Prof. hardstone gives you an integer array $$$A$$$. The length of $$$A$$$ is $$$n$$$ and there are $$$m$$$ distinct numbers in $$$A$$$. Count the number of tuple $$$(l, r)$$$, $$$1 \leq l \leq r \leq n$$$, such that:

Numbers that appear in the interval $$$a[l...r]$$$ appear the same number of times.

For example, $$$A=[1,2,1,2]$$$, then there are $$$8$$$ legal tuples: $$$(1, 1), (2, 2), (3, 3), (4, 4), (1, 2), (2, 3), (3, 4), (1, 4)$$$.
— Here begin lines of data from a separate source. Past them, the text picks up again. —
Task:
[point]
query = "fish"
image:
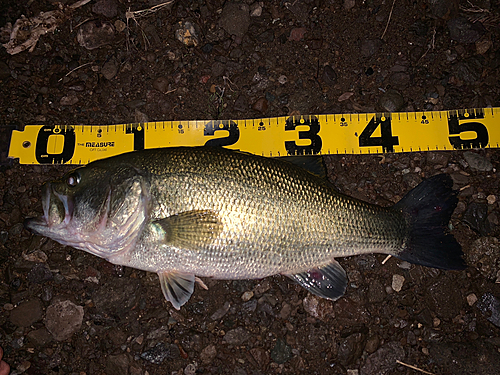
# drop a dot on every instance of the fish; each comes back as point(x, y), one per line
point(191, 212)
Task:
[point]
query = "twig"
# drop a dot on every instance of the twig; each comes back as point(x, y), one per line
point(389, 20)
point(414, 368)
point(72, 70)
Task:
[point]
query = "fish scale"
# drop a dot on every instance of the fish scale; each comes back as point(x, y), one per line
point(212, 212)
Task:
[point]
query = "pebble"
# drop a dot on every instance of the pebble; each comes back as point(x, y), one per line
point(63, 319)
point(369, 47)
point(70, 99)
point(261, 105)
point(445, 299)
point(235, 18)
point(349, 4)
point(247, 296)
point(109, 69)
point(351, 348)
point(383, 360)
point(489, 305)
point(27, 313)
point(160, 352)
point(4, 71)
point(94, 34)
point(256, 9)
point(107, 8)
point(464, 31)
point(221, 311)
point(476, 216)
point(117, 364)
point(190, 369)
point(391, 101)
point(484, 255)
point(329, 76)
point(477, 162)
point(397, 282)
point(186, 34)
point(39, 274)
point(261, 356)
point(471, 299)
point(281, 352)
point(161, 84)
point(297, 34)
point(317, 307)
point(236, 336)
point(208, 354)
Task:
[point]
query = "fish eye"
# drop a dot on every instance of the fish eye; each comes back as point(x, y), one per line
point(73, 179)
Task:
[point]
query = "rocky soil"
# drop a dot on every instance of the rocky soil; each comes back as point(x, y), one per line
point(63, 311)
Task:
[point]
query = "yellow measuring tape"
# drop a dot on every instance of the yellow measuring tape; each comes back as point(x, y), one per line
point(276, 136)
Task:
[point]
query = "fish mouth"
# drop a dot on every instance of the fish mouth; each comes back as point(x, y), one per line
point(57, 212)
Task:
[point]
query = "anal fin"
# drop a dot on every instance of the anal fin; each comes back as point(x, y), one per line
point(328, 282)
point(177, 287)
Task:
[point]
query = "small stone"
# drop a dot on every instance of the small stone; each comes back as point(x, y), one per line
point(107, 8)
point(317, 307)
point(345, 96)
point(235, 18)
point(329, 76)
point(349, 4)
point(27, 313)
point(282, 79)
point(208, 354)
point(109, 69)
point(464, 31)
point(281, 352)
point(39, 274)
point(397, 282)
point(369, 47)
point(485, 256)
point(261, 356)
point(117, 364)
point(186, 34)
point(477, 162)
point(489, 305)
point(260, 105)
point(483, 46)
point(471, 299)
point(190, 369)
point(476, 216)
point(391, 101)
point(120, 25)
point(256, 9)
point(221, 311)
point(297, 34)
point(160, 352)
point(236, 336)
point(70, 99)
point(161, 84)
point(94, 34)
point(63, 319)
point(247, 296)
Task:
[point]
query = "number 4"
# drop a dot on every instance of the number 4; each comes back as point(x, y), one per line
point(386, 139)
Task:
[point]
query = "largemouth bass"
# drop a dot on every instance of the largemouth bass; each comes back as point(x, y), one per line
point(212, 212)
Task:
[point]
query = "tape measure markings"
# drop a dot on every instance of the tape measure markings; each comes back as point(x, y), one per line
point(366, 133)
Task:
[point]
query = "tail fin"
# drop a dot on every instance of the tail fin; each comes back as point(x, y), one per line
point(428, 209)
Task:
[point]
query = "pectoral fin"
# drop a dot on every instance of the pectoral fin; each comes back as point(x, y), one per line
point(327, 282)
point(177, 287)
point(191, 229)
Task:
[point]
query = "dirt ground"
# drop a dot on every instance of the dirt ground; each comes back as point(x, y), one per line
point(63, 311)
This is an open problem with brain storm. $$$O(n^2m)$$$ brute force using the prefix sum and $$$O(n2^m)$$$ brute force using bitmasks and hashtable are easy to come up with. I am looking for a $$$O(nmlog^k)$$$ solution. Are there any smart data structures?

Note that when $$$A = [1,2,3]$$$, all intervals are legal. For example, $$$[1, 2]$$$ is legal, as both $$$1$$$ and $$$2$$$ appear once. We do not care about $$$3$$$ because $$$3$$$ does not appear.

amenotiomoi proposes a genius randomized $$$O(n^2)$$$ idea, and I formalize his idea here: Similar to the Zobrist hashing, we assign a random value to each distinct integer. We record the prefix sum of the hash values. Then, we fix $$$l$$$ and count the number of $$$r$$$ with respect to this $$$l$$$. For each $$$l$$$, we denote $$$p(l, j)$$$ be the first place $$$j$$$ appears after $$$l$$$ (inclusive), somehow like std::string.find(j, l). If $$$j$$$ never appears after $$$l$$$, we let $$$p(l, j) = \infty$$$. For example, if $$$A=[4,1,2,3]$$$, then $$$p(2, 1)=2, p(2,2)=3, p(2,3)=4, p(2,4) = \infty$$$.